Trim Bleeding down

SkiDad

Lieutenant Commander
Joined
Jul 18, 2010
Messages
1,518
Hi Guys, I did look at some of the other threads about the trim pump but most were referring to how to fix.

So... about 1 month ago I noticed that it was bleeding down just on tilt - but trim was holding fine (so i thought no big deal )

Now last time I was out I noticed that the motor is trimming all the way down when i'm skiing, etc. So I'm guessing it's the same issues just manifesting on the trim now.

Is there something simple I check or adjust - i must admit, i have no clue about hydraulics.

EDIT: PS - this is for an '85 Force 125
 

jkoppe73

Petty Officer 3rd Class
Joined
Mar 17, 2010
Messages
79
Re: Trim Bleeding down

sounds like a system rebuild is in order, but to send you in the right direction we need to know what you are working on.....
 

SkiDad

Lieutenant Commander
Joined
Jul 18, 2010
Messages
1,518
Re: Trim Bleeding down

sorry about that - 1985 Force 125 - everything looks original.
 

RRitt

Captain
Joined
Mar 30, 2006
Messages
3,319
Re: Trim Bleeding down

inspect the top of cylinders. the wipers need to be scraping off all of the water. even a micro-drop here and there will add up over time and rust your system from inside out. If the plastic on top of rams is keeping out water then your rams are good. if not then they need rebuilding.

drift down is almost always valve body. you have to rebuild or replace the round thing mounted to bottom of electric motor. when water gets into rams and damages cylinders they work one day and are completely blown out the next. Valve bodies usually get slowly worse and worse until you just can't stand it any longer.

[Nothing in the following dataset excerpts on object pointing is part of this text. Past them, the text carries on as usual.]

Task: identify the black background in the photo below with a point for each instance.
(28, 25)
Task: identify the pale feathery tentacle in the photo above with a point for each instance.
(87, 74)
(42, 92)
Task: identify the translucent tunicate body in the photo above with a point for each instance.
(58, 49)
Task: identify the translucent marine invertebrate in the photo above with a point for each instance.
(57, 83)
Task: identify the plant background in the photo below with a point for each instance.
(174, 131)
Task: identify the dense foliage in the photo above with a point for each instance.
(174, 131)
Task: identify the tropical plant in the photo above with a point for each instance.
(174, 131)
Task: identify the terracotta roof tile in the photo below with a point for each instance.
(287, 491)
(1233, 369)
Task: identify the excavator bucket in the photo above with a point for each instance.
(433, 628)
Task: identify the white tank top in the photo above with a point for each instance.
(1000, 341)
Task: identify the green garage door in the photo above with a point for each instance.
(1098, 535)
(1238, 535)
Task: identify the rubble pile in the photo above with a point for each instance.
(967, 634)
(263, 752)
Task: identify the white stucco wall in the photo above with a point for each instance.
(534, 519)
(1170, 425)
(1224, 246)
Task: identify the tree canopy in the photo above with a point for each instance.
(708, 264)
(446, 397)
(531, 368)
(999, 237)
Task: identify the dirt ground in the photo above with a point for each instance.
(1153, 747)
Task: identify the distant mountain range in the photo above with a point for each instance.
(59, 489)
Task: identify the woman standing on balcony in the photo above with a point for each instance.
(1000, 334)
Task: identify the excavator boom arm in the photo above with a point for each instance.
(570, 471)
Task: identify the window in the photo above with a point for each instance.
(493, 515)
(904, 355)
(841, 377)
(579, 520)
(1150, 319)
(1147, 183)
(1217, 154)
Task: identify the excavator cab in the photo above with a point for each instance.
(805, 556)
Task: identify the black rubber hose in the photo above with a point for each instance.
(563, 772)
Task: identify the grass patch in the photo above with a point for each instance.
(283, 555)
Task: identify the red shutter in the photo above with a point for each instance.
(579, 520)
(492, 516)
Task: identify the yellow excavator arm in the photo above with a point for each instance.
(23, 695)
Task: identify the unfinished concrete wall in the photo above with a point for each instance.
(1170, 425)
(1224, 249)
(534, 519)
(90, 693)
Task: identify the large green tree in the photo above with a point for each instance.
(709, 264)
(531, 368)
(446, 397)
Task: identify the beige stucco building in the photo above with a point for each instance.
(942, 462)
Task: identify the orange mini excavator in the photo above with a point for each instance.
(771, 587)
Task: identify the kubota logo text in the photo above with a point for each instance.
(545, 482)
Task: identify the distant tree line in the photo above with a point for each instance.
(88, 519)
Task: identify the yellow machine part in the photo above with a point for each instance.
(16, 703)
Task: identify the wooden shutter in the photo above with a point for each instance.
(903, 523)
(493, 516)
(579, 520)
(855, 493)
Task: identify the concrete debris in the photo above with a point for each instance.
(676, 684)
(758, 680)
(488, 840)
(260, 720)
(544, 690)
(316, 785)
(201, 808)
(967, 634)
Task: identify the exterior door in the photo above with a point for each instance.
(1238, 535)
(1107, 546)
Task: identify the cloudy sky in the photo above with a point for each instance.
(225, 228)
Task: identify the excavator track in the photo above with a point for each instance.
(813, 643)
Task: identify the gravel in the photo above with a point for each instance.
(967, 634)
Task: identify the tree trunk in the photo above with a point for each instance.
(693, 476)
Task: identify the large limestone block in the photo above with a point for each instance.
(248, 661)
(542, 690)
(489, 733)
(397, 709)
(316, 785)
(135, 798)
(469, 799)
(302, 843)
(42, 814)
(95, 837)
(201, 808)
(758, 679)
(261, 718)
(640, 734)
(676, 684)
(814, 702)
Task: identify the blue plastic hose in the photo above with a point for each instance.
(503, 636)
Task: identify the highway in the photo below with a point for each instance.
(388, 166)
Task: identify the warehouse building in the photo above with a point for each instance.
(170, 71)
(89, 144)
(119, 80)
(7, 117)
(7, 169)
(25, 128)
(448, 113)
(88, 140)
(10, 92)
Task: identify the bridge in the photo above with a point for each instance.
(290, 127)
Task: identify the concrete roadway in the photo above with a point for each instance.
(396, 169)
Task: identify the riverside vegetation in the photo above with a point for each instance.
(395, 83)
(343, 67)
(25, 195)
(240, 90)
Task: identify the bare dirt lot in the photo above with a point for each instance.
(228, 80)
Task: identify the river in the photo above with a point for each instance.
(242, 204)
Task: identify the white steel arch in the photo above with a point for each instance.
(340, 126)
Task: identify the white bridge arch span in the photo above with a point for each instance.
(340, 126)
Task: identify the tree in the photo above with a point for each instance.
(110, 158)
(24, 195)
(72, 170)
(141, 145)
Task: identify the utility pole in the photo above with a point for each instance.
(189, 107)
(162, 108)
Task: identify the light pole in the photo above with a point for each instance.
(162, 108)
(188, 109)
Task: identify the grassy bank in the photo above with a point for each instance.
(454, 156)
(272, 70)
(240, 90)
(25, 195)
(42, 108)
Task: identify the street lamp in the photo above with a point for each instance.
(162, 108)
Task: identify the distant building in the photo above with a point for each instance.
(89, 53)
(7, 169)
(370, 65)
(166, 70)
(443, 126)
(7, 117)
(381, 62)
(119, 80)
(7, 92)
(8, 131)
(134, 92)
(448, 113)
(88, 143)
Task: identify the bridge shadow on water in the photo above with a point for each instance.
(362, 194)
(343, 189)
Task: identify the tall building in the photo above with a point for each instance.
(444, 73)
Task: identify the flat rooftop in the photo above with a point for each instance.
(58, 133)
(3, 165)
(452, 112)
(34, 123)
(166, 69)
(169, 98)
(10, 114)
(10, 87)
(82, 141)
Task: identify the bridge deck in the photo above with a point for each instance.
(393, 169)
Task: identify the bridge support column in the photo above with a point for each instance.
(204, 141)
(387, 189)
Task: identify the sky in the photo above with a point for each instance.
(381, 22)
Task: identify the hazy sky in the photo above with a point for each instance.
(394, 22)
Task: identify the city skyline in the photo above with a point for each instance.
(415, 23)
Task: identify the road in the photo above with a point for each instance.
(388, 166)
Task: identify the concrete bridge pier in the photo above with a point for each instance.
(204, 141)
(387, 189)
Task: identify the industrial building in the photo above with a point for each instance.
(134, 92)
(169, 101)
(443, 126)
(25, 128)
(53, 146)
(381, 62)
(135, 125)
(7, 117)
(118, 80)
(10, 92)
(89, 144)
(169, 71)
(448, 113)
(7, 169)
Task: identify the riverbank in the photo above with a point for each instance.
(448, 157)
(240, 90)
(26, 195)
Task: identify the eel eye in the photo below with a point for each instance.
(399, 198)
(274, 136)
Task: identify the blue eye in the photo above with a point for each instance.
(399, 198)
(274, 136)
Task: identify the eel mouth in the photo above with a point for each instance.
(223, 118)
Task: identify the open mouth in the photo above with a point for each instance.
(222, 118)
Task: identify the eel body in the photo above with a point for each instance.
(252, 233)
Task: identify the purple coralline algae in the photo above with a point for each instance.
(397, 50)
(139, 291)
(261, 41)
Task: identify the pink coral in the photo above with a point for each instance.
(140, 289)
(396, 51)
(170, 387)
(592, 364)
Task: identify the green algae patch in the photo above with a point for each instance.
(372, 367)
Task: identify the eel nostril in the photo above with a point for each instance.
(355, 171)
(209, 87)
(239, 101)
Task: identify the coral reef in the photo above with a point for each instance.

85hp is small enough that cheap aftermarket might last 3-5 years. expensive USA made aftermarket or oem rebuild is 10-20 years.
 

BobList

Petty Officer 2nd Class
Joined
May 20, 2010
Messages
135
Re: Trim Bleeding down

What is an acceptable rate of bleed down when tilt/trim is up? minutes, hours, never? (Not on the water, but say tipped up on the trailer).

Bob
 

emoney

Commander
Joined
Jul 19, 2010
Messages
2,551
Re: Trim Bleeding down

Never is how they're designed.
 

SkiDad

Lieutenant Commander
Joined
Jul 18, 2010
Messages
1,518
Re: Trim Bleeding down

earlier this week i did find a loose connection (the larger nut) --- see attached pic that I found online (not my boat) but I highlightedtrim.jpg what I tightened --- it was not real tight so I turned it a turn or so. I didn't want to crank it too tight. I was able to get trim to maintain it's height all day - motor still bleeds down on tilt when I pull it out of the water. probably in 2 minutes.

can I tighten this nut down real tight or is it aluminum ? Maybe that is my issue. But I will also check what RRitt mentioned when I get the boat home again - parked at storage at the moment.
 

RRitt

Captain
Joined
Mar 30, 2006
Messages
3,319
Re: Trim Bleeding down

that nut does not affect bleed down. if it does not leak when you lower engine then it is fine. they are a low torque fitting. when the day comes that you rebuild rams, take the tube conpletely loose, clean with mineral spirits, and carefully recenter-retighten the collar fitting. It should be snug like a phillips screwdriver but not torqued like a wrench. use red locktite on the threads. once dry reattach tube. use two wrenchesto prevent fitting from turning.

your bleed down is from valve body. chinese are fast and cheap but not durable and about 30% have nagging small problems from start. but you can get them next day and they are cheap. my cost is just under $70. they are like a disposable razor. get a season or two and then replace it. mallory is expensive at $250ish. Not even sure they still make them. Somebody sent me an API VB112 this summer and it was the chinese. Probably a mistake by seller but still raises a red flag. The made in USA were high quality. The alleged API was not. If you shell out $250ish then you have a right to expect a higher quality product. a good rebuild puts it back to factory. If you use viton then it can be argued rebuild better than factory since Buna seals on check valves needles was a weakness. but in reality using viiton probably amount to an equal offset to having worn threads & paint.